Re: Capturing Non-Zero Elements, Counts and Indexes of Sparse Matrix

This won't be the fastest solution in the world, but it will handle any size of input file provided you have room in memory for the results set. And room on disk for some temporary files. It only requires minimal memory.

It basically does two passes.

Read the file one line at a time and write each column to a separate file.
Then read those files in order, and accumulates the required data.
If the results set itself poses a memory problem, then the results could be written as they are accumulated.

#! perl -slw
use strict;
use constant TEMPNAME => 'temp,out.';

my @row = split ' ', scalar <>;
my @fhs;
open $fhs[ $_ ], '+>', TEMPNAME . $_ for 0 .. $#row;

print { $fhs[ $_ ] } $row[ $_ ] for 0 .. $#row;

while( <> ) {
    @row = split;
    print { $fhs[ $_ ] } $row[ $_ ] for 0 .. $#row;
}

my( $i, @cCounts, @iRows, @nonZs ) = ( 0, 0 );

for my $fh ( @fhs ) {
    seek $fh, 0, 0;
    my $count = 0;
    while( <$fh> ) {
        chomp;
        next unless 0+$_;
        ++$count;
        $iRows[ $i ] = $. - 1;
        $nonZs[ $i ] = $_;
        ++$i;
    }
    push @cCounts, $cCounts[ $#cCounts ] + $count;
}

print "@$_" for \( @cCounts, @iRows, @nonZs );

close $_ for @fhs;
unlink TEMPNAME . $_ for 0 .. $#fhs;

__END__
C:\test>791009 sample.dat
0 2 5 9 10 12
0 1 0 2 4 1 2 3 4 2 1 4
2 3 3 -1 4 4 -3 1 2 2 6 1
[download]

The only thing to watch for is if your data contains really huge numbers of columns--greater than ~4000--then some systems may baulk at having that number of files open concurrently.

For comparison purposes it took around 4 minutes to process a 1000 column X 10,000 row dataset. (Although the filesystem was still flushing its caches to disc for several minutes after that completed :)

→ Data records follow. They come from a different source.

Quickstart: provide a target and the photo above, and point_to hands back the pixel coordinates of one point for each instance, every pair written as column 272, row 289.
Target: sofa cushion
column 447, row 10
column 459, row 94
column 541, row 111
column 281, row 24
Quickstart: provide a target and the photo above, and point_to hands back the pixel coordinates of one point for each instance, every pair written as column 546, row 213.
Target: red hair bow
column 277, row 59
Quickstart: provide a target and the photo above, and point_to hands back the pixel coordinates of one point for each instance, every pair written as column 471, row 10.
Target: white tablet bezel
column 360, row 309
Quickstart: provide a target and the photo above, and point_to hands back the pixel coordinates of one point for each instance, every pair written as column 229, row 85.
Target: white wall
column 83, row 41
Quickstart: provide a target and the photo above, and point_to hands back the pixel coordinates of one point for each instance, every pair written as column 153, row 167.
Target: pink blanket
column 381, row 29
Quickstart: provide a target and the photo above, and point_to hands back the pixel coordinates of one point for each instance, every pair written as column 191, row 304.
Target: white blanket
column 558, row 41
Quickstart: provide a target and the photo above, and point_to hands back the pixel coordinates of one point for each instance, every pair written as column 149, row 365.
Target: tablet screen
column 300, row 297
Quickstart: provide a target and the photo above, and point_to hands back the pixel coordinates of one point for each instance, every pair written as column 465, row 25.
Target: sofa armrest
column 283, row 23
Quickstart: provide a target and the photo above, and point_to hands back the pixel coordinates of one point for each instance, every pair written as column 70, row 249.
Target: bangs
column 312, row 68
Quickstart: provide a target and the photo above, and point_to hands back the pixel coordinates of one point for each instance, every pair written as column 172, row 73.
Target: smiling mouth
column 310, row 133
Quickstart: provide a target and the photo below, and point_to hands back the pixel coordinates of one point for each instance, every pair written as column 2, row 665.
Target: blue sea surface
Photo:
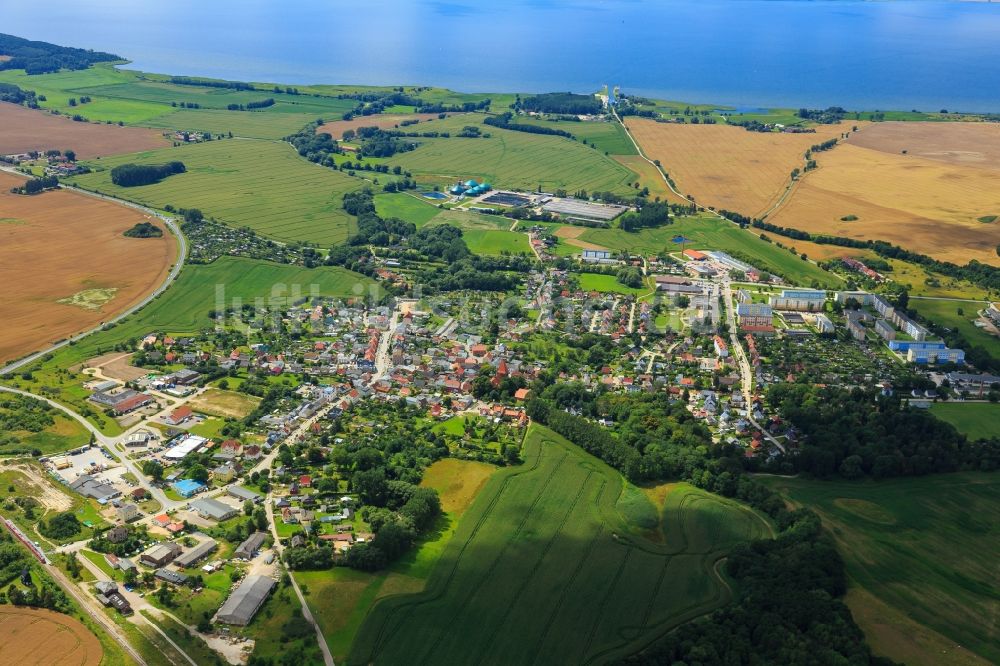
column 901, row 54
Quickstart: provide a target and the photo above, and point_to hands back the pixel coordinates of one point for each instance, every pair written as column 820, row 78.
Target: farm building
column 213, row 509
column 200, row 551
column 245, row 601
column 248, row 549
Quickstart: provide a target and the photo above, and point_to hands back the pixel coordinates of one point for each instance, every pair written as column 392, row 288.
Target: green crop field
column 607, row 136
column 263, row 185
column 496, row 242
column 515, row 160
column 407, row 207
column 711, row 233
column 255, row 125
column 921, row 550
column 946, row 313
column 544, row 568
column 976, row 420
column 608, row 284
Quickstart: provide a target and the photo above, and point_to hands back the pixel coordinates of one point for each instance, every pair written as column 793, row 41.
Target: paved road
column 174, row 272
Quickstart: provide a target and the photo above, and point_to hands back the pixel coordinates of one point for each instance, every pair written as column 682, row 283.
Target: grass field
column 926, row 205
column 406, row 207
column 923, row 548
column 515, row 160
column 946, row 313
column 263, row 185
column 976, row 420
column 256, row 125
column 544, row 555
column 728, row 167
column 608, row 284
column 714, row 234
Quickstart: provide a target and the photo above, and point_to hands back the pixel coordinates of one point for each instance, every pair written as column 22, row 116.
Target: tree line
column 133, row 175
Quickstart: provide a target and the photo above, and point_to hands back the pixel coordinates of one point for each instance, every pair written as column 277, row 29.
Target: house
column 249, row 548
column 178, row 416
column 128, row 512
column 161, row 554
column 213, row 509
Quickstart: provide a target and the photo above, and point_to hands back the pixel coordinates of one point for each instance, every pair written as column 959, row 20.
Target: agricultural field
column 976, row 420
column 727, row 167
column 241, row 123
column 946, row 314
column 337, row 128
column 715, row 234
column 45, row 638
column 407, row 207
column 544, row 554
column 263, row 185
column 341, row 598
column 608, row 284
column 921, row 559
column 25, row 130
column 85, row 282
column 514, row 160
column 926, row 205
column 62, row 434
column 969, row 144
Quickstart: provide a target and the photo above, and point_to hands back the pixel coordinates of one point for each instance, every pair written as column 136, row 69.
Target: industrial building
column 213, row 509
column 245, row 601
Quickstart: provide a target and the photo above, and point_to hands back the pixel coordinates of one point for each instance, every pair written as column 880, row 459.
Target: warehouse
column 245, row 601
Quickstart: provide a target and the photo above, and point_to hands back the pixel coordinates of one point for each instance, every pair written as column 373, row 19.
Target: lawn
column 412, row 208
column 608, row 284
column 514, row 160
column 711, row 233
column 543, row 554
column 263, row 185
column 921, row 557
column 976, row 420
column 946, row 313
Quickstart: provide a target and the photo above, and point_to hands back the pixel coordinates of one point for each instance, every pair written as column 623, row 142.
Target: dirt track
column 23, row 130
column 57, row 244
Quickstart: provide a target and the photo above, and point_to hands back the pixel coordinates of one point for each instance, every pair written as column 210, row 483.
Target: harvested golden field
column 337, row 128
column 920, row 204
column 725, row 166
column 36, row 637
column 56, row 245
column 968, row 144
column 23, row 130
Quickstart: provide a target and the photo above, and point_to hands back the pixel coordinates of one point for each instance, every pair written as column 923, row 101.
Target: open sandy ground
column 23, row 130
column 926, row 205
column 57, row 244
column 727, row 167
column 37, row 637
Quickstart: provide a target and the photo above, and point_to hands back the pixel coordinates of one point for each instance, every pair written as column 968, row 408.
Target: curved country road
column 171, row 276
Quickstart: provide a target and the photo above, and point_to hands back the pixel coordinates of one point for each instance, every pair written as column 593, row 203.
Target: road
column 746, row 373
column 171, row 276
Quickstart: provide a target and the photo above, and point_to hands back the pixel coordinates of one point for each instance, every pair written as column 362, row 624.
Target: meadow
column 976, row 420
column 925, row 205
column 946, row 314
column 513, row 160
column 263, row 185
column 713, row 233
column 728, row 167
column 921, row 551
column 545, row 555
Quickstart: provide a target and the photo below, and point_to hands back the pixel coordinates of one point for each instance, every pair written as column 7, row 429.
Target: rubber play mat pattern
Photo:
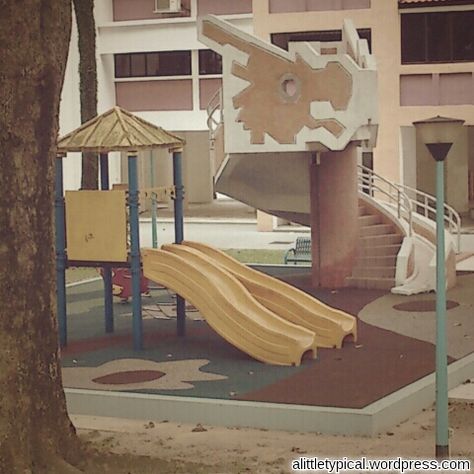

Examine what is said, not who speaks -- Silence betokens consent -- Love the truth but pardon error.

"Science is about questioning the status quo. Questioning authority".

In the absence of evidence, opinion is indistinguishable from prejudice.

RIP PCW It is as I've been saying!(Audio until 20090817)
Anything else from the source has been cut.